Never one to shirk hyperbole, Goal.com dropped a HASHTAG NEWSBOMB that exploded all over Twitter with the force of a…bomb. Roberto Martinez, former-Villa manager(ial favourite for about ten seconds) and current Wigan manager has been approached ‘through a third party‘ (a mandrill?) to see if he’d be interested in the Liverpool FC job.
Fenway Sports Group (FSG), the Reds’ American owners, made contact with Wigan boss Martinez last week through third parties and sources have described the Spaniard as the hot favourite to take over at Anfield after Dalglish was sacked on Wednesday.
This is a moment where I can make what I hope will be an interesting point about the football. Here goes.
By coincidence, today Zonal Marking’s Michael Cox wrote an intriguing post on Martinez’s transition to a 3-4-3 at Wigan, and how it transformed the club’s fortunes in the latter half of the season. What’s clear in reading Cox’s analysis is how essential having the right players in the right positions was in supporting his vision. For example, Cox quotes Martinez explaining the shift in his own words:
“It suits our players. When you’ve got a Jean Beausejour who is a specialist in that position, you take advantage of that. The back three gives you that. Then there’s the energy we’ve got in midfield, players who can play between lines like Shaun Maloney and Jordi Gomez.”
Italics mine. The tactical shift, enabled in part by the pick up of Beausejour in the January transfer window, allowed Wigan to pick up, as Cox notes, “27 points in 14 games.” The problem is before that, Wigan earned “16 points from 24 games.”

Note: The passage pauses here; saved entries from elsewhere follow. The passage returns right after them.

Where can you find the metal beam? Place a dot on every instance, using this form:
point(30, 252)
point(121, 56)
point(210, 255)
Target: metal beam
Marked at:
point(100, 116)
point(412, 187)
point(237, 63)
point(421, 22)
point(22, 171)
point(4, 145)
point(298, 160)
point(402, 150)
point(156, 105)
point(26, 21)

In other words, it took time and a half season of futility before Martinez could get the personnel in order to realize his ideal formational approach and allow Wigan to play above their ability and beat teams like Manchester United and Arsenal (and, in the process, effectively help Manchester City to their first title in 44 years).
Everything about Liverpool FC at the moment screams of a club in need of someone who can help these players play at and above their current collective ability, particularly, as Swiss Ramble pointed out a week ago, the club is still rebuilding after the disastrous Hicks and Gillett ownership period. Martinez is a very good manager, at the right club with the right personnel. Is LFC a fit? Perhaps, but if this story is to be believed (asterisk asterisk asterisk) the owners haven’t exactly signaled they’re taking their time making a careful decision in finding the best possible manager based on players, staff, etc. Will Liverpool have patience while Martinez rebuilds according to his tactical ideal?

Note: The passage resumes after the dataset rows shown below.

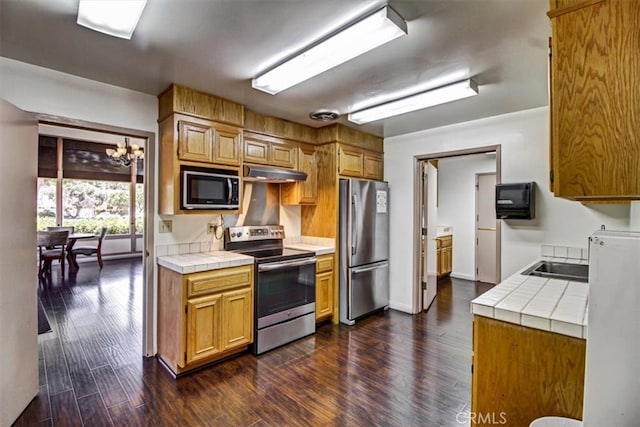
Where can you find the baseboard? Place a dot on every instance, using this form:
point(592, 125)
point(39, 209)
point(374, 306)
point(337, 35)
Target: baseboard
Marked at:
point(401, 307)
point(84, 259)
point(463, 276)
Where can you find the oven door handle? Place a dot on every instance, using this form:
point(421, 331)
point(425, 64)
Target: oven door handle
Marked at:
point(286, 264)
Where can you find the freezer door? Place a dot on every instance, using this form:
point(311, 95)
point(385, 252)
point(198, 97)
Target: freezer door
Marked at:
point(365, 216)
point(367, 289)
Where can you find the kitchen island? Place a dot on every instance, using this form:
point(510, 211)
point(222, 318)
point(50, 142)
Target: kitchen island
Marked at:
point(529, 349)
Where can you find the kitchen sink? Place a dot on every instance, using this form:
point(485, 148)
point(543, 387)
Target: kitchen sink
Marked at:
point(559, 270)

I’ve been getting word today via my mysterious source (the tentacles of LFC reach far-and-wide) that some within the club believe that Henry and FSG do not in fact know what they’re doing, and that LFC is a “shambles” at the moment. Running around like chickens sans heads in finding a replacement for Dalglish should give Liverpool fans pause. Martinez is a very good manager, but appointing him shotgun wedding styles simply because of a successful-but-painfully-slow transition at Wigan doesn’t strike me as particularly good planning.